A Washington, D.C., man who is being praised for opening his home to protesters so they could escape arrest thinks the people he helped are the real heroes.
“I hope that my 13-year-old son grows up to be just as amazing as they are,” Rahul Dubey, 44, told ABC news channel WJLA Tuesday after nearly 70 protesters left his home as the city’s curfew lifted at 6 a.m.
Protesters were demonstrating Monday evening against the killing of George Floyd, a Black man who died last week after a white police officer knelt on his neck, when police corralled them to a street and blocked them in several hours after the city’s 7 p.m. curfew.
After a 15-minute standoff, the police surged forward, pushing protesters with their shields and spraying gas, according to The Washington Post.
“It was a human tsunami,” Dubey told the paper. “I was hanging on my railing yelling, ‘Get in the house! Get in the house!’”
He opened his door, and protesters raced in. He gave them milk to wash out their eyes, and let them spend the night — despite police attempting several times to coax the group outside to be arrested, according to protesters who spoke to local D.C. news station WUSA9.
Dubey can also be heard saying in a video posted widely to Twitter that police “shot tear gas through the window” of his home. He also said that police “put me up against a wall” for about 15 seconds when he tried to get to his home earlier that evening.
“How were you able to get home if they were holding you?” a protester recording the video asks him.
“Because I’m not Black,” he responds.
“I know most people would’ve flung open that door,” he told WUSA9.
He added to the news channel that he feels the nation is “lost” and “very fragile,” and he decided to help because no one is “doing anything about it, except for these people.”

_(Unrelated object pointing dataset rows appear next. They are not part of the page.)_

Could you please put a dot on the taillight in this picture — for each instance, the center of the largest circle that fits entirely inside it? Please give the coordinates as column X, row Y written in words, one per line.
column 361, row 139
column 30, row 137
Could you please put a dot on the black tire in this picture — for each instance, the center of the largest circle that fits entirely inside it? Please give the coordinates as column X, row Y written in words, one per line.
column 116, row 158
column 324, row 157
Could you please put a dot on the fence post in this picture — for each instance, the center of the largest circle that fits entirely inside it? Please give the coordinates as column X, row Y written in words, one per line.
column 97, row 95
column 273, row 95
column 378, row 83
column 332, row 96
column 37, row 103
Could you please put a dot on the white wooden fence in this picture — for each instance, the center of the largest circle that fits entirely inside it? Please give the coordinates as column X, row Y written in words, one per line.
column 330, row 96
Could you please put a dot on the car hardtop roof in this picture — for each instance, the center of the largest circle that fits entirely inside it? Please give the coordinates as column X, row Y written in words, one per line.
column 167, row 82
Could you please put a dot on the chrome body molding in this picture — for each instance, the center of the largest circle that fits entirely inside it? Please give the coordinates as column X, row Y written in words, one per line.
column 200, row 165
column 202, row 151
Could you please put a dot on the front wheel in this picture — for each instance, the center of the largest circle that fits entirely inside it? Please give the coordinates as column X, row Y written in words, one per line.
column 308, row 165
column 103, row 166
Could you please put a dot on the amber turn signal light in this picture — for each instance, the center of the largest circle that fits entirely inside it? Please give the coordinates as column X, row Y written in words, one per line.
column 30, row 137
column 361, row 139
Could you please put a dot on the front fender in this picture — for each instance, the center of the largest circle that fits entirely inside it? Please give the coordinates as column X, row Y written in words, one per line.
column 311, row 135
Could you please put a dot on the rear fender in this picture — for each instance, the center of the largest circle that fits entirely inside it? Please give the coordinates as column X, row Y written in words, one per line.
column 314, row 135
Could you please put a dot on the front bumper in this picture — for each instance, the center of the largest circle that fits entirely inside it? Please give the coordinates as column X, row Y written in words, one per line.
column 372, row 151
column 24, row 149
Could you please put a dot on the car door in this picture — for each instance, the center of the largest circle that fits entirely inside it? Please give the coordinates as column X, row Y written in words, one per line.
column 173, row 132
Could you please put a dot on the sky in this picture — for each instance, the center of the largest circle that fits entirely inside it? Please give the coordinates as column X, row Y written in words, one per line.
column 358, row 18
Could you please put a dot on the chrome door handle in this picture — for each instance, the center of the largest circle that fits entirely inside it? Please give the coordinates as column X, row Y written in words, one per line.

He continued by describing what the protesters were doing while staying in his home:
“[The protesters] lead with love, and when you lead with love, the country is exactly like this — where we’re diverse and we’re united,” he said. “They were in there in groups, being pragmatic, they were problem-solving, they were sharing their fears, they were frightened, they were consoling each other. That’s the America I know. And if my leaders could actually reproduce what took place in that house in unity, we’re going to be a much better country.”